Le problème se prolonge en aval. Le réseau routier libérien reste très peu bitumé. Le National Road Fund indiquait en 2022 qu’environ 9 % seulement des routes étaient pavées. Un rapport du FMI publié en 2025 parle, lui, de 8,7 % du réseau, soit 1 131 kilomètres environ sur une trame nationale d’environ 13 000 kilomètres. Tant que cette faiblesse persiste, l’avantage obtenu au port se dilue avant d’atteindre l’hinterland.

Le rail, les mines et l’effet d’entraînement espéré

Le rail apporte une autre pièce au puzzle. Au Liberia, les infrastructures ferroviaires servent surtout à l’évacuation du minerai de fer. Mais les grands projets miniers peuvent aussi tirer la logistique vers le haut. ArcelorMittal Liberia a confirmé en 2025 un investissement important dans la ligne Tokadeh-Buchanan et dans le port de Buchanan, avec une montée en puissance de ses expéditions de 5 millions de tonnes par an à 20 millions en 2026, et des études pour aller jusqu’à 30 millions. L’entreprise parle aussi d’un accord multi-usagers sur le rail, signe que l’axe peut, à terme, servir davantage que le seul minerai.

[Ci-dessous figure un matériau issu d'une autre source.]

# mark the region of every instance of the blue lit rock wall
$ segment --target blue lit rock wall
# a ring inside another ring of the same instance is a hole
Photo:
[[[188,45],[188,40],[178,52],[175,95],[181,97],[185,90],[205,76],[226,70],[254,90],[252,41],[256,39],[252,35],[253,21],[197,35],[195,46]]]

Ce point compte pour l’économie réelle. Quand les rails et les routes restent trop faibles, l’activité portuaire profite surtout aux grands opérateurs capables de gérer leurs propres couloirs logistiques. Les importateurs moyens, eux, paient la congestion, les retards et les marges intermédiaires. Dans un pays où les marchandises arrivées par mer alimentent largement la consommation urbaine, l’effet se répercute vite sur les marchés de Monrovia, puis dans les comtés de l’intérieur. La capitale gagne souvent la première, mais le coût final est supporté bien au-delà du port.

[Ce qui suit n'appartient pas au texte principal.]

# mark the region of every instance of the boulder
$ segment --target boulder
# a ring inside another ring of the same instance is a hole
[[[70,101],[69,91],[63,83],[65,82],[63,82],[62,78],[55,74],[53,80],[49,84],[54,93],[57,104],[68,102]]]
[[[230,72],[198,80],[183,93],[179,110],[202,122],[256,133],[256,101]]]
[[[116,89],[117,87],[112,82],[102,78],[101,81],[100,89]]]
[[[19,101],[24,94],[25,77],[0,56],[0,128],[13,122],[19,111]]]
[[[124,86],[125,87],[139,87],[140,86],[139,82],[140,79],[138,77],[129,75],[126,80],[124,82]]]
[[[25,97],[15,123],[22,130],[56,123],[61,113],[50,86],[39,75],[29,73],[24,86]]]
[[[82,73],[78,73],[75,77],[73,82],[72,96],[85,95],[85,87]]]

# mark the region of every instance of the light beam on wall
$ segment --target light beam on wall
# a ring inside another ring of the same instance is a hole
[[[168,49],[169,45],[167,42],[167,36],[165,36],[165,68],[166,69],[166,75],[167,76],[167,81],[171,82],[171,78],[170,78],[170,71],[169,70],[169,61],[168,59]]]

Le Liberia n’est pas isolé dans ce dilemme. La CEDEAO pousse depuis plusieurs mois des réformes de transit numérique et de connectivité frontalière entre la Côte d’Ivoire, la Guinée et le Liberia. Elle a aussi relié ce chantier à la fluidité des corridors et à la compétitivité du commerce ouest-africain. Le message régional est cohérent : sans chaînes logistiques continues, les ports modernes ne suffisent pas à soutenir un commerce régional fluide.

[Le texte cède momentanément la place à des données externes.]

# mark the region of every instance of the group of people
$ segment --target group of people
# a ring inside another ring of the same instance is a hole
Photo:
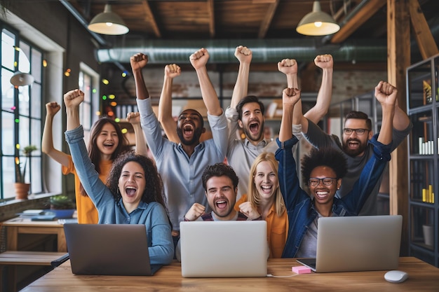
[[[287,77],[287,88],[279,135],[271,141],[263,134],[264,104],[247,92],[252,51],[240,46],[235,56],[239,69],[226,111],[208,74],[208,50],[189,57],[212,132],[204,141],[199,112],[184,110],[177,122],[172,117],[173,80],[181,74],[176,64],[165,67],[156,116],[142,74],[148,57],[142,53],[130,58],[139,113],[127,118],[135,130],[135,152],[126,151],[119,126],[105,118],[93,125],[86,147],[79,118],[84,94],[79,90],[64,96],[71,156],[55,149],[52,121],[60,106],[46,104],[42,150],[62,165],[64,174],[75,174],[79,223],[144,224],[151,263],[169,263],[178,246],[180,222],[196,220],[265,220],[270,257],[315,257],[319,217],[357,216],[368,198],[374,200],[390,153],[412,127],[398,106],[396,88],[383,81],[375,88],[382,107],[379,134],[373,134],[367,115],[352,112],[340,143],[316,125],[330,103],[332,56],[314,60],[323,70],[322,85],[315,106],[304,114],[297,64],[283,60],[278,69]],[[244,139],[236,137],[238,127]],[[302,137],[315,146],[302,162],[309,193],[301,188],[293,155]],[[147,145],[155,164],[146,157]]]

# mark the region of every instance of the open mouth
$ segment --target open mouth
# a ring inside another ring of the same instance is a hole
[[[104,143],[104,147],[105,148],[113,148],[114,146],[114,143]]]
[[[219,200],[215,202],[215,204],[217,206],[217,208],[222,210],[224,210],[227,207],[227,201],[226,201],[225,200]]]
[[[327,190],[319,190],[316,192],[316,197],[319,199],[324,199],[329,195],[329,192]]]
[[[259,133],[259,123],[255,121],[255,122],[251,122],[250,123],[250,125],[248,125],[248,128],[250,130],[250,132],[253,134],[257,134],[257,133]]]
[[[261,186],[261,190],[265,194],[269,194],[273,190],[273,186]]]
[[[360,147],[360,143],[357,141],[348,141],[348,146],[351,149],[356,149]]]
[[[194,134],[194,125],[192,124],[185,124],[183,125],[183,134],[184,136],[191,136]]]
[[[133,196],[135,195],[137,189],[133,186],[127,186],[125,188],[125,193],[128,196]]]

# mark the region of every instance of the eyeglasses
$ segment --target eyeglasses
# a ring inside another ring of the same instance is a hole
[[[370,130],[369,129],[349,129],[349,127],[345,127],[344,129],[343,129],[343,132],[346,134],[346,135],[350,135],[351,134],[352,134],[353,132],[355,132],[355,133],[358,135],[362,135],[366,131],[369,132],[370,131]]]
[[[337,180],[337,178],[324,177],[323,179],[318,179],[316,177],[313,177],[309,179],[308,181],[309,182],[309,185],[311,186],[317,186],[320,184],[320,181],[323,183],[323,186],[330,186],[332,184],[335,180]]]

Ce que le cas libérien dit de l’Afrique portuaire

Le dossier de Monrovia dépasse le Liberia. Il résume un choix que beaucoup de pays côtiers africains affrontent aujourd’hui : investir dans les quais, ou investir aussi dans les routes, le rail, la gouvernance et la coordination douanière. La Banque mondiale rappelle que le CPPI ne mesure qu’un pan de la performance, celui du temps des navires en escale. Or, la vraie compétitivité se joue souvent après la sortie du port, quand le conteneur doit rejoindre l’intérieur du pays ou un voisin enclavé.

Pour le Liberia, la suite se jouera sur une ligne fine. Si la nouvelle architecture juridique donne plus d’agilité sans créer de nouvelles opacités, Monrovia peut gagner en fluidité. Si, au contraire, l’autonomie reste coupée des routes, du rail et du contrôle des coûts, les bénéfices resteront partiels. Le pays dispose donc d’un levier réel. Mais ce levier n’a de valeur que s’il déplace toute la chaîne, du quai jusqu’au marché intérieur.